In late March, U.S. in the World took a step toward addressing this large question at a conference on Managing Fear Through Faith, co-hosted with the Rockefeller Brothers Fund and the Bradley Hills Presbyterian Church in Bethesda, MD. The conference brought together leaders from the three Abrahamic faiths to discuss the ways their respective religions and communities have responded to fear, both historically and recently. Highlights of the discussion were subsequently presented at a briefing for Connect US members in April (PowerPoint posted here).
Looking back on the conference, we want to share some reflections on potential opportunities and obstacles that we think merit further attention going forward – and on which we invite your comments. This first post focuses on an opportunity; in the next post, we’ll talk about some of the obstacles.
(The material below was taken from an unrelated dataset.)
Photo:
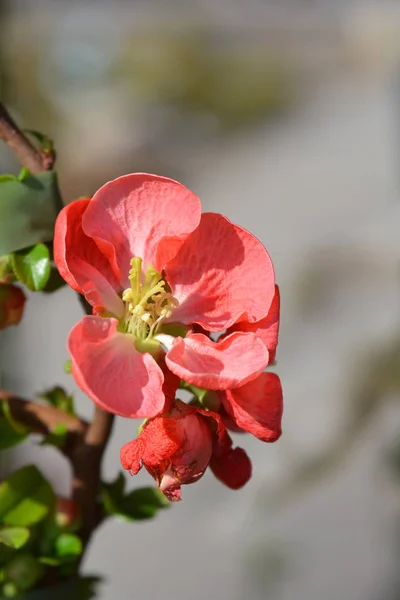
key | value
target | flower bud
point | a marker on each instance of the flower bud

It’s easy to imagine faith leaders playing a critical role in calming individual fears and comforting the stricken after a major terrorist event. But research commissioned and reviewed by USITW suggests that moderating personal fears is not necessarily sufficient to promote a different kind of public thinking about how we, as a nation and as a society, should respond to the terrorism threat. Opinion leaders also need to encourage communal activities that address the real concerns people have while drawing them out of fear and into positive affiliation with others – including those who are different from themselves. Constructing opportunities for this kind of affiliative action may be one of the most important things leaders can do to reduce public fearfulness and, perhaps, to reduce the appeal of precipitous reactions that are based on fear.
Large public demonstrations of shared sorrow and sober determination after the event (as in Madrid, after the attacks of 3/11/04) are one form of affiliative, healing action. But opinion leaders should also be thinking about how to communicate in ways that encourage positive, affiliative action before a crisis. Is it possible to invite citizens to imagine how they would like their community, their institutions, and their leaders to react in future moments of great national stress? Are there ways of engaging Americans in laying the groundwork now for such a response?
While this kind of communication may not come naturally to policy experts and policy advocates, it would seem to be a very natural and appropriate way for people of faith to talk and think. As we learned from background papers prepared for the interfaith conference by three young religious scholars, all of the Abrahamic traditions seem to address the role of faith in transforming the energy of fear into a different kind of force – a force for humility, for service, for community, for the common good. By encouraging such a transformation through action and shared experience, faith leaders and communities could make an especially important contribution to shaping a more constructive public conversation about terrorism and security.